Even significant changes in the laws governing class actions apparently could not slow the firm down. When Congress passed the Private Securities Litigation Reform Act in 1995 (PSLRA) to curb perceived class action abuses, many saw it as a thinly disguised “anti-Milberg Weiss” law. If it was, it appeared, at least at first, to be a wildly unsuccessful one because Milberg Weiss’ market share actually increased after passage of the PSLRA. In 2004, Cornerstone Research, an economics consulting firm, found that Milberg Weiss was lead or co-lead counsel in over 50% of the post-PSLRA cases settled through the end of 2003. The next leading firm had less than a 10% market share. The pugnacious Lerach’s response was true to form; “Hell, maybe I should thank them—we are making more money than ever.”

Despite the bravado, all was not well at the firm. In 1999, a jury found it liable for malicious prosecution after it attempted to discredit a defense oriented economics consulting firm by naming it as a defendant in the high profile case against Charles Keating and Lincoln Savings and Loan. Milberg Weiss settled the case for $50 million before the jury could decide on punitive damages. Then in 2004, after years of increasing acrimony between Weiss and Lerach, the firm’s east and west coast operations split. Lerach took the San Diego office and renamed it Lerach Coughlin Stoia & Robbins.
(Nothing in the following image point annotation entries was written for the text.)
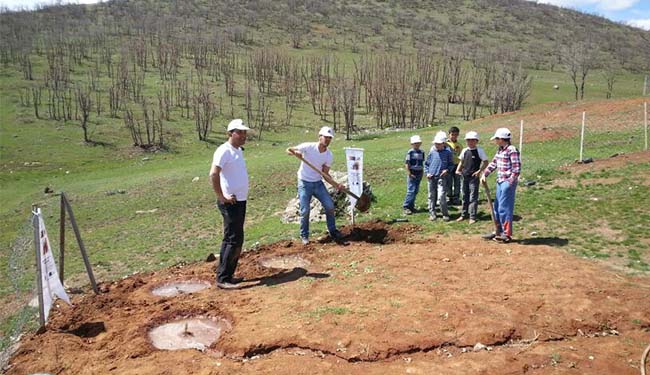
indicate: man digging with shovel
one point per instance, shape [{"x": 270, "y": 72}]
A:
[
  {"x": 316, "y": 160},
  {"x": 507, "y": 164}
]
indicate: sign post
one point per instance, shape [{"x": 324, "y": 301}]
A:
[
  {"x": 354, "y": 161},
  {"x": 48, "y": 282}
]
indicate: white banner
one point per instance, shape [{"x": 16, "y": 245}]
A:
[
  {"x": 49, "y": 275},
  {"x": 354, "y": 158}
]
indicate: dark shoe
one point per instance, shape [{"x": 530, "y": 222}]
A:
[
  {"x": 489, "y": 236},
  {"x": 338, "y": 238},
  {"x": 227, "y": 285},
  {"x": 502, "y": 238}
]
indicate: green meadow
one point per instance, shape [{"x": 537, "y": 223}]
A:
[{"x": 140, "y": 211}]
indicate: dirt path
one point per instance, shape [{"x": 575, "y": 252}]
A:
[{"x": 370, "y": 307}]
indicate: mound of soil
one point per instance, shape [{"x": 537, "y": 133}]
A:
[
  {"x": 613, "y": 162},
  {"x": 381, "y": 305}
]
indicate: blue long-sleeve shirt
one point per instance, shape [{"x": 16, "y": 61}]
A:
[{"x": 437, "y": 161}]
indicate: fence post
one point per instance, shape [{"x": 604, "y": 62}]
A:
[
  {"x": 645, "y": 123},
  {"x": 521, "y": 136},
  {"x": 582, "y": 135},
  {"x": 39, "y": 272},
  {"x": 62, "y": 240}
]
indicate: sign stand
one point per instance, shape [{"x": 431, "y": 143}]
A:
[
  {"x": 354, "y": 161},
  {"x": 65, "y": 206},
  {"x": 39, "y": 271},
  {"x": 47, "y": 283}
]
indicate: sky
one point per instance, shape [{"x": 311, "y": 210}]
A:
[{"x": 631, "y": 12}]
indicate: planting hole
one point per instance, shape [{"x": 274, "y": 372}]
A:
[
  {"x": 285, "y": 262},
  {"x": 180, "y": 287},
  {"x": 195, "y": 333}
]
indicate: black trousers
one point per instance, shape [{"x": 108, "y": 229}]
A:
[{"x": 233, "y": 239}]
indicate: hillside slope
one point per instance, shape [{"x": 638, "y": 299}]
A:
[{"x": 536, "y": 33}]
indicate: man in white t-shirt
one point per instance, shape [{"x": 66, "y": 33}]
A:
[
  {"x": 310, "y": 182},
  {"x": 230, "y": 183}
]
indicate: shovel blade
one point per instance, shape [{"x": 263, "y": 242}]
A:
[{"x": 363, "y": 203}]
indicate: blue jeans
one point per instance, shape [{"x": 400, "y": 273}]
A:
[
  {"x": 412, "y": 189},
  {"x": 504, "y": 206},
  {"x": 470, "y": 196},
  {"x": 317, "y": 189},
  {"x": 233, "y": 239},
  {"x": 453, "y": 184},
  {"x": 437, "y": 189}
]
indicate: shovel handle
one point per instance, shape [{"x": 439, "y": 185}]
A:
[
  {"x": 489, "y": 197},
  {"x": 327, "y": 178}
]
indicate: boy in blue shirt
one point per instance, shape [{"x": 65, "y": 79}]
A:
[
  {"x": 414, "y": 169},
  {"x": 436, "y": 167}
]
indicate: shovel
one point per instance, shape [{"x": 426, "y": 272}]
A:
[
  {"x": 363, "y": 201},
  {"x": 489, "y": 196}
]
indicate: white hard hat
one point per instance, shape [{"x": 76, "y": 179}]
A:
[
  {"x": 416, "y": 139},
  {"x": 471, "y": 135},
  {"x": 326, "y": 131},
  {"x": 237, "y": 124},
  {"x": 440, "y": 137},
  {"x": 503, "y": 133}
]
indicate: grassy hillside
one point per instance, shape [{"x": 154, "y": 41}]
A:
[
  {"x": 139, "y": 208},
  {"x": 536, "y": 33}
]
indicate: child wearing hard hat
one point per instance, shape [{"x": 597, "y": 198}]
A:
[
  {"x": 473, "y": 161},
  {"x": 436, "y": 167},
  {"x": 507, "y": 163},
  {"x": 414, "y": 169}
]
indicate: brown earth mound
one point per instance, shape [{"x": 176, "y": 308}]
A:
[
  {"x": 615, "y": 161},
  {"x": 377, "y": 306}
]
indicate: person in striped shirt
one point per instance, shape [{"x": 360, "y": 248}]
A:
[{"x": 507, "y": 163}]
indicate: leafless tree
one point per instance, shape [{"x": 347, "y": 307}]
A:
[
  {"x": 84, "y": 102},
  {"x": 578, "y": 61},
  {"x": 204, "y": 112}
]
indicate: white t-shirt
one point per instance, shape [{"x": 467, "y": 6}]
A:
[
  {"x": 233, "y": 176},
  {"x": 319, "y": 159},
  {"x": 481, "y": 153}
]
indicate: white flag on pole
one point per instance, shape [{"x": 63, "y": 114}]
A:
[
  {"x": 354, "y": 159},
  {"x": 52, "y": 287}
]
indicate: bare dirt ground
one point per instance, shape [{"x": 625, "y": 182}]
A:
[
  {"x": 616, "y": 161},
  {"x": 384, "y": 304},
  {"x": 562, "y": 120}
]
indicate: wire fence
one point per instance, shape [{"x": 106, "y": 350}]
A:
[{"x": 549, "y": 142}]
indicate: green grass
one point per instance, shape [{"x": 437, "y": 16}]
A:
[{"x": 37, "y": 153}]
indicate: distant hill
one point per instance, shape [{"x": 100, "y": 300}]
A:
[{"x": 534, "y": 33}]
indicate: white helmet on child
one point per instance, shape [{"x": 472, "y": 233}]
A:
[
  {"x": 440, "y": 137},
  {"x": 471, "y": 135},
  {"x": 502, "y": 133}
]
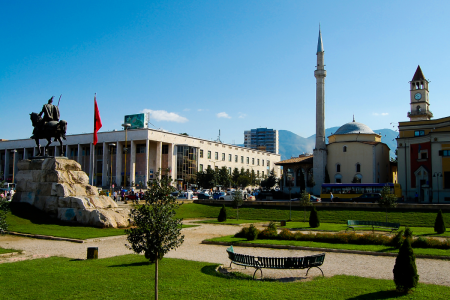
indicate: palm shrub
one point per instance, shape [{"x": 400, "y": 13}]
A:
[
  {"x": 314, "y": 221},
  {"x": 439, "y": 225},
  {"x": 405, "y": 270},
  {"x": 222, "y": 214}
]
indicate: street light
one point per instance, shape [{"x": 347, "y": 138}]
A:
[
  {"x": 126, "y": 126},
  {"x": 437, "y": 175},
  {"x": 110, "y": 181},
  {"x": 14, "y": 162}
]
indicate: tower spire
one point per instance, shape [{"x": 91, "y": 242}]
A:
[{"x": 319, "y": 42}]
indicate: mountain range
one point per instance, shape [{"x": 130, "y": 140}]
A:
[{"x": 292, "y": 145}]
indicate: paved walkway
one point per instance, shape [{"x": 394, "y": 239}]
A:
[{"x": 430, "y": 271}]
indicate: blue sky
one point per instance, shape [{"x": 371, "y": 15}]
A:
[{"x": 201, "y": 66}]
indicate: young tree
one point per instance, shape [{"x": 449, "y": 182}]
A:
[
  {"x": 439, "y": 225},
  {"x": 157, "y": 230},
  {"x": 238, "y": 200},
  {"x": 405, "y": 270},
  {"x": 304, "y": 201},
  {"x": 387, "y": 200},
  {"x": 314, "y": 221}
]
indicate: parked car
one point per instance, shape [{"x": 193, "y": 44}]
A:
[
  {"x": 204, "y": 196},
  {"x": 368, "y": 197}
]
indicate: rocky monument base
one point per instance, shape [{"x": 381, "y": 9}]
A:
[{"x": 60, "y": 188}]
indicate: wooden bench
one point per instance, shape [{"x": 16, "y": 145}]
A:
[
  {"x": 306, "y": 262},
  {"x": 385, "y": 225}
]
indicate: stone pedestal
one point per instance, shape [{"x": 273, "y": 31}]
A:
[{"x": 59, "y": 187}]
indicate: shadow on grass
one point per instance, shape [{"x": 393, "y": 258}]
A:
[
  {"x": 136, "y": 264},
  {"x": 379, "y": 295}
]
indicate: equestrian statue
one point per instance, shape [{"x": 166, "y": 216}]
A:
[{"x": 49, "y": 126}]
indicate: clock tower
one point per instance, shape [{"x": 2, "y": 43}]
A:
[{"x": 420, "y": 104}]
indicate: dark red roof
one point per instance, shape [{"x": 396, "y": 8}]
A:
[{"x": 418, "y": 75}]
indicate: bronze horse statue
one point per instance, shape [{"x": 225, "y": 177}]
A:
[{"x": 48, "y": 130}]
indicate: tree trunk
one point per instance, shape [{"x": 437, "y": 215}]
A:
[{"x": 156, "y": 278}]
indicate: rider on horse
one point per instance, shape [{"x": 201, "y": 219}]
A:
[{"x": 51, "y": 113}]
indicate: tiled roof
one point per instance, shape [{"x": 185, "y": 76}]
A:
[
  {"x": 418, "y": 75},
  {"x": 295, "y": 160}
]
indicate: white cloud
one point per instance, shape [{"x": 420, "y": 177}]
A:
[
  {"x": 162, "y": 115},
  {"x": 223, "y": 115}
]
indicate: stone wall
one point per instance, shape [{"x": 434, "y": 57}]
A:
[{"x": 60, "y": 188}]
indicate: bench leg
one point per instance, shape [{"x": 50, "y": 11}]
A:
[
  {"x": 256, "y": 270},
  {"x": 317, "y": 268}
]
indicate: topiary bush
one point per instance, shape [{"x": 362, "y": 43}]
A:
[
  {"x": 222, "y": 214},
  {"x": 439, "y": 225},
  {"x": 314, "y": 221},
  {"x": 405, "y": 270},
  {"x": 252, "y": 233}
]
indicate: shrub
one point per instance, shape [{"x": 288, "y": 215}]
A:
[
  {"x": 439, "y": 225},
  {"x": 252, "y": 233},
  {"x": 405, "y": 270},
  {"x": 314, "y": 221},
  {"x": 222, "y": 214},
  {"x": 286, "y": 234},
  {"x": 397, "y": 239}
]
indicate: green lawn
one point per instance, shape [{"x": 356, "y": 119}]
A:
[
  {"x": 414, "y": 218},
  {"x": 131, "y": 277},
  {"x": 373, "y": 248},
  {"x": 3, "y": 251}
]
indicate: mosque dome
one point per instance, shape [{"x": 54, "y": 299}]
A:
[{"x": 354, "y": 127}]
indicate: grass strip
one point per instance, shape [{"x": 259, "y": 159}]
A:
[
  {"x": 372, "y": 248},
  {"x": 406, "y": 217},
  {"x": 132, "y": 277}
]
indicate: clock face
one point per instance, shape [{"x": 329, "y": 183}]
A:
[{"x": 418, "y": 96}]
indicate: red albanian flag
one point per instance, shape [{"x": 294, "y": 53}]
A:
[{"x": 97, "y": 120}]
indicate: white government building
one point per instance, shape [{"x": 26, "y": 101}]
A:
[{"x": 148, "y": 151}]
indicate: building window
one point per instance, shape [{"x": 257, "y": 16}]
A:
[{"x": 419, "y": 132}]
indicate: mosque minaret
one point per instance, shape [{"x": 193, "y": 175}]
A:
[{"x": 320, "y": 150}]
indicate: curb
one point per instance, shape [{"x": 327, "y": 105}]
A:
[
  {"x": 288, "y": 247},
  {"x": 45, "y": 237}
]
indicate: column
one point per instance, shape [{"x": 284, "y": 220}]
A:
[
  {"x": 147, "y": 162},
  {"x": 172, "y": 161},
  {"x": 119, "y": 154},
  {"x": 133, "y": 162},
  {"x": 158, "y": 158},
  {"x": 6, "y": 170},
  {"x": 105, "y": 166},
  {"x": 91, "y": 160},
  {"x": 79, "y": 154}
]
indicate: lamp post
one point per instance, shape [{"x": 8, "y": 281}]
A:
[
  {"x": 126, "y": 126},
  {"x": 110, "y": 181},
  {"x": 437, "y": 175},
  {"x": 14, "y": 162}
]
Weiss took everything else and it became Milberg Weiss Bershad & Schulman.

The biggest blow to the firm came in 2006 when the new Milberg Weiss firm and two of its partners, David Bershad and Steven Schulman, were indicted by a federal grand jury in California for allegedly paying three plaintiffs more than $11 million in illegal kickbacks in cases spanning a 25-year period. In a superseding indictment, the government also brought charges against both Weiss and Lerach. The indictments seemingly confirmed rumors and allegations that had existed for years—that plaintiffs’ lawyers employed teams of “professional plaintiffs” who owned small stakes in likely litigation targets and who were standing ready, willing, and able to serve as the necessary aggrieved investor in exchange for a piece of the action.